A series of mono(η5-cyclopentadienyl)metal(II)
complexes with nitro-substituted thienyl acetylide ligands of general
formula [M(η5-C5H5)(L)(CC{C4H2S}
n
NO2)] (M = Fe, L = κ2-DPPE, n = 1,
2; M = Ru, L= κ2-DPPE, 2 PPh3, n = 1, 2; M = Ni, L = PPh3, n = 1, 2) has been synthesized and fully characterized by NMR, FT-IR,
and UV–Vis spectroscopy. The electrochemical behavior of the
complexes was explored by cyclic voltammetry. Quadratic hyperpolarizabilities
(β) of the complexes have been determined by hyper-Rayleigh
scattering (HRS) measurements at 1500 nm. The effect of donor abilities
of different organometallic fragments on the quadratic hyperpolarizabilities
was studied and correlated with spectroscopic and electrochemical
data. Density functional theory (DFT) and time-dependent DFT (TDDFT)
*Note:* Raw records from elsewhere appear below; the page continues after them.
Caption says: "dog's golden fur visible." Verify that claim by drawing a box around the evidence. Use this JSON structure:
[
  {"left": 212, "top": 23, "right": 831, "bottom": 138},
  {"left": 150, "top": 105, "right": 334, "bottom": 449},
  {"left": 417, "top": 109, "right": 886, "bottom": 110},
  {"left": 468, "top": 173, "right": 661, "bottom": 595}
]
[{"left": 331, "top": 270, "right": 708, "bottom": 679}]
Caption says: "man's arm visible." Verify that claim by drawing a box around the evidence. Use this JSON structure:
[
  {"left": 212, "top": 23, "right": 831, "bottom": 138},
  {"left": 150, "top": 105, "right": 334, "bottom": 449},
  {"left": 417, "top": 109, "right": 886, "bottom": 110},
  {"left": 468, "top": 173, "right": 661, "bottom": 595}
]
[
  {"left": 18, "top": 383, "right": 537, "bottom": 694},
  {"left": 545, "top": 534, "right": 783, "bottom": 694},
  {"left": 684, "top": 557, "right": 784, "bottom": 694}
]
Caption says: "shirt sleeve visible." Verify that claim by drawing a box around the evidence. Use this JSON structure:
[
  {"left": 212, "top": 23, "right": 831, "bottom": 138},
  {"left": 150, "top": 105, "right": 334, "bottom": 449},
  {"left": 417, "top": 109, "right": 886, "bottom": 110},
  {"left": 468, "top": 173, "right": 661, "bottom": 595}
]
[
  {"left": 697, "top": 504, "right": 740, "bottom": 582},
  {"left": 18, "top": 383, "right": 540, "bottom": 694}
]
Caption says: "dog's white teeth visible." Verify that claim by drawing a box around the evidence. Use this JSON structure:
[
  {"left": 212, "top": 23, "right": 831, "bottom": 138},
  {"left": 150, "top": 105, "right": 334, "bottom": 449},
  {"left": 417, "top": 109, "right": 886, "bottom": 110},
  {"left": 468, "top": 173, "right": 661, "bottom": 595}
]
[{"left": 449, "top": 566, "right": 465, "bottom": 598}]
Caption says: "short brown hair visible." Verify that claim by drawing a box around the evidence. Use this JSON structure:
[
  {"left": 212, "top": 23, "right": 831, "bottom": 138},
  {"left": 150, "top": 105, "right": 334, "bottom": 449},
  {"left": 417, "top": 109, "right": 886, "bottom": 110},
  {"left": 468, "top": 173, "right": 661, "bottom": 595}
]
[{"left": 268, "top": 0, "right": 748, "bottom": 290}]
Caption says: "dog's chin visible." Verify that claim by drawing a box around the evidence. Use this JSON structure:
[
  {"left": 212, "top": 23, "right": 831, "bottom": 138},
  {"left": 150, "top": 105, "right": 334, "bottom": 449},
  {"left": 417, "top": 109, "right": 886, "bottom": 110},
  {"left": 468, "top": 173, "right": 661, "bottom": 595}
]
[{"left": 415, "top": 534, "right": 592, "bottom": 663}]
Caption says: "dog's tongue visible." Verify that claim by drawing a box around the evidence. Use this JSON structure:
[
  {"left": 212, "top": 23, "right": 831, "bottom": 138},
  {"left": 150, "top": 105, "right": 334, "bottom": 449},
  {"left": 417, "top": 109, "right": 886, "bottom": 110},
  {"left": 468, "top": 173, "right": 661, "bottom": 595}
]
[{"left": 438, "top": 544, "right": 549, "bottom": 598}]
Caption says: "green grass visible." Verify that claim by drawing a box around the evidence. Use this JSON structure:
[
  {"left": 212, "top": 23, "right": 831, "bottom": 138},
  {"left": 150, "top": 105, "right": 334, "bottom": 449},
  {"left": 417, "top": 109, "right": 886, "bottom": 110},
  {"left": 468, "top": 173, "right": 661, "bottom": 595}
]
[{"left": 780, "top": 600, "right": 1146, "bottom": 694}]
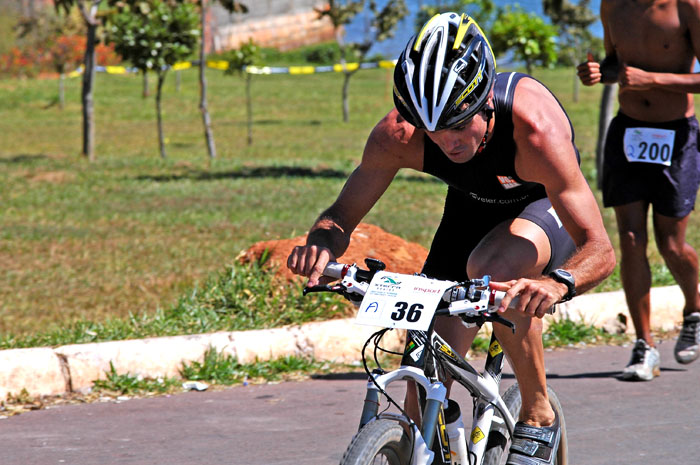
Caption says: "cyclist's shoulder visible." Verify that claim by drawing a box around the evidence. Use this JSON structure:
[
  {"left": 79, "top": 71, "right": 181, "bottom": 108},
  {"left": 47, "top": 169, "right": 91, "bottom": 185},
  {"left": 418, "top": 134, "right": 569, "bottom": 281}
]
[
  {"left": 513, "top": 75, "right": 569, "bottom": 132},
  {"left": 364, "top": 109, "right": 425, "bottom": 168}
]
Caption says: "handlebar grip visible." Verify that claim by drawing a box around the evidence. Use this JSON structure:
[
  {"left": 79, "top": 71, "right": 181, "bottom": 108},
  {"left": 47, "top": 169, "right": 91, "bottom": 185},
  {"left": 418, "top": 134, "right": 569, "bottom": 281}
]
[
  {"left": 323, "top": 262, "right": 348, "bottom": 279},
  {"left": 492, "top": 291, "right": 556, "bottom": 315}
]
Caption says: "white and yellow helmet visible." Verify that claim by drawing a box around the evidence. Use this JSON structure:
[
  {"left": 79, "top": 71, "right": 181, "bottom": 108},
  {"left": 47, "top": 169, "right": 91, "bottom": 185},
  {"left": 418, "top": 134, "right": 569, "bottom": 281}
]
[{"left": 394, "top": 12, "right": 496, "bottom": 131}]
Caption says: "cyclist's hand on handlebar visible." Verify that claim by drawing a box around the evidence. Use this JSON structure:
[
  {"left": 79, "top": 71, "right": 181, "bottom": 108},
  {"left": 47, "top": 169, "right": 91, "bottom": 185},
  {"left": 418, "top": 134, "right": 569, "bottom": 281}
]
[
  {"left": 490, "top": 278, "right": 564, "bottom": 318},
  {"left": 287, "top": 245, "right": 335, "bottom": 287}
]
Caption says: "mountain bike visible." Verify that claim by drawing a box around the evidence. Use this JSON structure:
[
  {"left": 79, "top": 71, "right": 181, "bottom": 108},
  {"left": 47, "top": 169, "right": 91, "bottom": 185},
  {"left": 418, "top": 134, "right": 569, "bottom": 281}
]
[{"left": 304, "top": 258, "right": 568, "bottom": 465}]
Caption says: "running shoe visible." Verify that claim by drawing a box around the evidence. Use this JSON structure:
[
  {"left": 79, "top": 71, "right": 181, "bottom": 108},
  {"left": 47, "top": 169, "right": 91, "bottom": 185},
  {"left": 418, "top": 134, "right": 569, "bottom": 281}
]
[
  {"left": 622, "top": 339, "right": 661, "bottom": 381},
  {"left": 673, "top": 312, "right": 700, "bottom": 363}
]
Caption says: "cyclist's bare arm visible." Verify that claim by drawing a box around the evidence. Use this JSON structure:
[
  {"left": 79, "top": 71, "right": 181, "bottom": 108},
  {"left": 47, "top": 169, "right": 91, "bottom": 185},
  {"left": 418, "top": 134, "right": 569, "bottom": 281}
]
[
  {"left": 494, "top": 79, "right": 615, "bottom": 317},
  {"left": 287, "top": 110, "right": 423, "bottom": 286}
]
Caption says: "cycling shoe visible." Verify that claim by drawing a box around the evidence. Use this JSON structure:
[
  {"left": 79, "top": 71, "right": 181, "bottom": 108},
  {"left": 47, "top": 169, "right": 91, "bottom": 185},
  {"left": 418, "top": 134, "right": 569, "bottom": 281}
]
[{"left": 506, "top": 415, "right": 561, "bottom": 465}]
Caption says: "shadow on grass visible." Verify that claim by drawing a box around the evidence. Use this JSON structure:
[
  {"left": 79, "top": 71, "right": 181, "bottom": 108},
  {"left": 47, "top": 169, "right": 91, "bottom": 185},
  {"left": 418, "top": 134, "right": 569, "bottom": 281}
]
[
  {"left": 0, "top": 153, "right": 49, "bottom": 165},
  {"left": 136, "top": 166, "right": 440, "bottom": 183},
  {"left": 253, "top": 119, "right": 323, "bottom": 126}
]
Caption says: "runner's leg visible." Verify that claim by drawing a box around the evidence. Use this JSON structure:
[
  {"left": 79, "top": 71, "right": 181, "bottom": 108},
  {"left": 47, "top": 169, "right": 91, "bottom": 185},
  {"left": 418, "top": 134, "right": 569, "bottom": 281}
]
[
  {"left": 654, "top": 213, "right": 700, "bottom": 316},
  {"left": 614, "top": 202, "right": 654, "bottom": 347}
]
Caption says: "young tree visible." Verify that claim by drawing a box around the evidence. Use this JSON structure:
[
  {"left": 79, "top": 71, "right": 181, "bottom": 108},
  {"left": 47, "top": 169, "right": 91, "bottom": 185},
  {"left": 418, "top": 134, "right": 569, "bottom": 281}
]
[
  {"left": 17, "top": 9, "right": 85, "bottom": 109},
  {"left": 226, "top": 39, "right": 262, "bottom": 145},
  {"left": 542, "top": 0, "right": 603, "bottom": 102},
  {"left": 107, "top": 0, "right": 199, "bottom": 158},
  {"left": 488, "top": 5, "right": 557, "bottom": 74},
  {"left": 54, "top": 0, "right": 102, "bottom": 162},
  {"left": 316, "top": 0, "right": 408, "bottom": 122},
  {"left": 199, "top": 0, "right": 251, "bottom": 159}
]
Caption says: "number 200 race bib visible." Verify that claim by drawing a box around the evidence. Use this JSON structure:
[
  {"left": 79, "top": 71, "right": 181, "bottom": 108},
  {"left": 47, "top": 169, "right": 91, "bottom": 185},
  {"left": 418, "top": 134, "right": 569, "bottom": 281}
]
[
  {"left": 355, "top": 271, "right": 454, "bottom": 331},
  {"left": 623, "top": 128, "right": 676, "bottom": 166}
]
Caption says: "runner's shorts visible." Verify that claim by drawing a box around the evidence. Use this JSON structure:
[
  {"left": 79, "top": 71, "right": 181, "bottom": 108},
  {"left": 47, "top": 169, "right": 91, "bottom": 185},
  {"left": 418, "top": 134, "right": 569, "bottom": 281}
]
[
  {"left": 422, "top": 187, "right": 576, "bottom": 281},
  {"left": 603, "top": 113, "right": 700, "bottom": 218}
]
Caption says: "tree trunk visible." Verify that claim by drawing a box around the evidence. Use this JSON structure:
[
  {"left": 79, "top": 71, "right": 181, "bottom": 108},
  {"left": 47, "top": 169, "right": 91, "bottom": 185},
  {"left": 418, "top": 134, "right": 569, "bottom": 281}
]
[
  {"left": 249, "top": 71, "right": 253, "bottom": 145},
  {"left": 595, "top": 84, "right": 617, "bottom": 189},
  {"left": 199, "top": 0, "right": 216, "bottom": 159},
  {"left": 81, "top": 19, "right": 97, "bottom": 162},
  {"left": 343, "top": 71, "right": 352, "bottom": 123},
  {"left": 58, "top": 72, "right": 66, "bottom": 110},
  {"left": 156, "top": 71, "right": 166, "bottom": 159}
]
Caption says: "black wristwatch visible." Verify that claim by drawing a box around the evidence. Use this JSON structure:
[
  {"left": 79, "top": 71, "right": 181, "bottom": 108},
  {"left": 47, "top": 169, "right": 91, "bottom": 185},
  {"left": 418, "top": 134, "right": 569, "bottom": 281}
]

calculations were employed to get a better understanding of the second-order
nonlinear optical properties in these complexes. In this series, the
complexity of the push–pull systems is revealed; even so, several
trends in the second-order hyperpolarizability can still be recognized.
In particular, the overall data seem to indicate that the existence
of other electronic transitions in addition to the main MLCT clearly
controls the effectiveness of the organometallic donor ability on
the second-order NLO properties of these push–pull systems.